I am now back home, and I find that Tasmania has unsettled me in various ways.
It is small, but at the same time vast and varied, and full of contradictions.
Yes, it has much natural beauty, and that is what I concentrated on seeing, experiencing.
I deliberately did not return to places I had briefly seen before on work trips, like the spectacular Tasman Peninsula, or the historic towns.

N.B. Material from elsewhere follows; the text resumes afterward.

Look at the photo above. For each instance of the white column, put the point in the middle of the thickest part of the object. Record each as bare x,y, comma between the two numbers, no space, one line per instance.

The tree fern forests, the mossy walks, the myrtle confetti, the mountains and lakes, the crystalline turquoise east coast waters, the stunning rocks, the sheer amount of trees … all memorable.
Unfortunately so is the sheer amount of roadkill and the seemingly complacent attitude of drivers, judging from the multitude of squashed small furry native creatures. And perhaps of the government who does not lower the road speeds for everywhere from dusk to dawn, to try to protect them.
The history of Tasmania’s occupation and the relentless pursuit of its indigenous people rings loudly for me. The cleared lands full of sheep or apples or hops or tree plantations or tourist attractions are as loud as the wilderness appeal.
And there are far too many tourists like me everywhere. A friend suggested that, like Lord Howe Island, Tasmania ought to place a limit on the number of visitors at any one time.
Tasmania must not be allowed to become a theme park, a parody of itself. To protect all that is special about it, its nature must be valued more highly, not paraded for a fee.

If I had to name the highlights of my time there I would say one was the sighting of an Eastern Quoll.

And the other has to be the Michael McWilliams exhibition in Launceston, which sums up most of what I feel about Tasmania: Be sure to visit the exhibition website here.
The trip taught me two things: a) I am not a traveller, but a camper for longer times than overnight, and b) I could not live there because of the roadkill attitude.
I may visit again, because I missed a few critical places, such as Hartz Mountain National Park, and Corinna, with the road closed due to bushfires.
In all, Tasmania is overwhelming; I am glad I went – although it was foolish to think a month would be enough – and I will be processing the experience for a long, long time.
Thanks to all who bore with me and followed my travels and thoughts on this blog.